Je n'y allais pas souvent, le rituel était pesant. Néanmoins, c'est au 115 qu'on pouvait être au parfum de tout ce qui se passait au Maghreb. On prenait la juste mesure des choses et on se forgeait son opinion. On consentait à l'évidence ou à la bévue, à l'équité ou à la brutalité, fût-ce dans les silences intérieurs. On était jeunes, et notre sagesse nous paraissait austère. Dans la salle des réunions, les échanges étaient souvent houleux au niveau des discours et des représentations. Les ténors savaient donner de la gorge. Les divergences dans la diaspora marocaine fleuraient bon entre ceux qui étaient pour les thèses d'Ila Amam ou pour celles du 23 mars dont la pomme de discorde était la question du Sahara. De l'aveu de certains militants, un parti politique marocain (sans le nommer) offrait des bourses d'études pour Moscou. L’ami Sahlal en revenait.

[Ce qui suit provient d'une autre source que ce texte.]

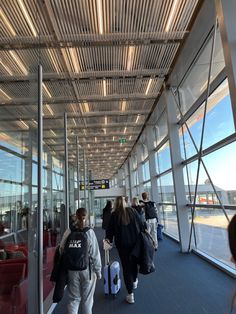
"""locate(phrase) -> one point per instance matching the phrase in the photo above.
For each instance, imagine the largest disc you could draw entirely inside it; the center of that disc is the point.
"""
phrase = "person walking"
(106, 214)
(151, 216)
(124, 227)
(140, 210)
(81, 257)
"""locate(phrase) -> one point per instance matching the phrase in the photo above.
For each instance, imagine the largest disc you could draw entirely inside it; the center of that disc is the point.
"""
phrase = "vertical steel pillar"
(84, 180)
(225, 11)
(78, 176)
(129, 177)
(178, 178)
(39, 242)
(66, 174)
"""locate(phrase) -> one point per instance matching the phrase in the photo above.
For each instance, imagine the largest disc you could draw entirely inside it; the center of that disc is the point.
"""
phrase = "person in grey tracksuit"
(81, 284)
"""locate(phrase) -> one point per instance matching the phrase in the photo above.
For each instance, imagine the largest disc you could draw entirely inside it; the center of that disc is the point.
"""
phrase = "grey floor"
(182, 283)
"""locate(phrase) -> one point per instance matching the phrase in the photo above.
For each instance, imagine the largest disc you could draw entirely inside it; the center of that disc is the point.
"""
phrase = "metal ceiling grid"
(104, 62)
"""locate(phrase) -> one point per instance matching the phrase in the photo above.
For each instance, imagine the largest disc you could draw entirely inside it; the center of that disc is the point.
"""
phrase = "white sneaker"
(130, 298)
(135, 284)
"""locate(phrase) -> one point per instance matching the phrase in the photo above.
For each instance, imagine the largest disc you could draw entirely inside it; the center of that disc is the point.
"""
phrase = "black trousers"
(130, 269)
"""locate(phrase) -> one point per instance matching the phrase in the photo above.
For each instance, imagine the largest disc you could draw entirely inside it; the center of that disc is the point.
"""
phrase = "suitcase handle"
(107, 257)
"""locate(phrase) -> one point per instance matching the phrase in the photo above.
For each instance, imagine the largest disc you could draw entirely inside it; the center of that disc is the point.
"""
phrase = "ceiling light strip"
(53, 133)
(104, 88)
(171, 16)
(47, 91)
(28, 18)
(100, 16)
(6, 68)
(86, 107)
(123, 105)
(7, 23)
(5, 94)
(130, 57)
(148, 87)
(24, 124)
(49, 109)
(53, 59)
(19, 62)
(74, 59)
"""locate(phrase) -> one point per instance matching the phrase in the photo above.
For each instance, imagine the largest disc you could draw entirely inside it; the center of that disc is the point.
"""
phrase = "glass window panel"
(196, 81)
(147, 188)
(218, 125)
(57, 165)
(222, 168)
(169, 220)
(162, 157)
(12, 167)
(135, 176)
(57, 181)
(146, 171)
(161, 129)
(211, 233)
(16, 141)
(135, 162)
(166, 188)
(34, 174)
(205, 191)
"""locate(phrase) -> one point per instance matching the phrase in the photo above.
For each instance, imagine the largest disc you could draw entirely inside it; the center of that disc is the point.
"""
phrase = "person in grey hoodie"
(82, 283)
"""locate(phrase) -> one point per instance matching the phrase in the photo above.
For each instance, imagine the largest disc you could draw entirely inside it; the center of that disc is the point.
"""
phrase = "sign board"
(97, 184)
(122, 140)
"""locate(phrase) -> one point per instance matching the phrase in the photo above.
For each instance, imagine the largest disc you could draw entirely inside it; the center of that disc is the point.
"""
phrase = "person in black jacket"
(232, 246)
(140, 209)
(125, 226)
(106, 214)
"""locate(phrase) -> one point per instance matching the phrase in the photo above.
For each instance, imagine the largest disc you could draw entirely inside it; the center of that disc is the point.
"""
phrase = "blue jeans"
(80, 291)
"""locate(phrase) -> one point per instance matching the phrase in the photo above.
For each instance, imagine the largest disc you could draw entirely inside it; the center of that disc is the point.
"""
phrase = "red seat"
(13, 261)
(19, 298)
(11, 275)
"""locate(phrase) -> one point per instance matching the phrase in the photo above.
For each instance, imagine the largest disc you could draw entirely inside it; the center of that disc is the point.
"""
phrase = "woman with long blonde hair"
(124, 227)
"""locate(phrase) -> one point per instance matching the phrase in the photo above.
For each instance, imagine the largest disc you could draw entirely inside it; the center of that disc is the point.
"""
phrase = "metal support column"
(225, 11)
(85, 200)
(129, 177)
(78, 176)
(66, 174)
(39, 236)
(178, 178)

Ce qui me dérangeait sensiblement à cette époque de formation et de socialisation, c'étaient les raisonnements aporétiques qui fusaient des assemblées générales, lesquelles pouvaient s'éterniser. On brassait parfois du vide et on se promettait de changer la face du monde. Au demeurant, il y avait place pour l'emportement, l'enthousiasme, l'illusion et la faiblesse de croire à la possibilité d'une grâce divine. Certains militants attendaient de comprendre pour agir. D'autres avaient choisi leur voie avec conviction. Puis la question des prisonniers politiques au Maroc avait surgi comme une épiphanie. Des comités de lutte s'étaient formés pour dénoncer les arrestations arbitraires, la torture, les incarcérations sans jugement, et demander la libération des prisonniers d’opinion. Les réunions dans les caves de la Revue Esprit, faisaient écho à une campagne internationale dès 1980 de soutien à Abdellatif Lâabi. D'autres prisonniers pour délits d’opinions n'avaient pas eu la même mobilisation en France comme A.B,un membre actif de l’OADP que j'ai connu plus tard comme chef de département de langue arabe à la Faculté des lettres de Marrakech, cité ocre où les Dieux se mettaient à vouloir à tout prix des êtres à sang chaud, suintant dans les combes. Tout était à la température des pierres, saupoudrées de brindilles. Nous avions eu tous les deux dans les voix de longs et vibrants trilles, des différents et d’énormes tensions. Il voyait le département de langue et de littérature françaises que je dirigeais comme un suppôt de Satan. Mon collègue n'a jamais su que je faisais partie d'une cohorte d'étudiants qui avait engagé une grève de la faim dans les locaux de l'Ambassade du Maroc demandant sa libération. Un comble!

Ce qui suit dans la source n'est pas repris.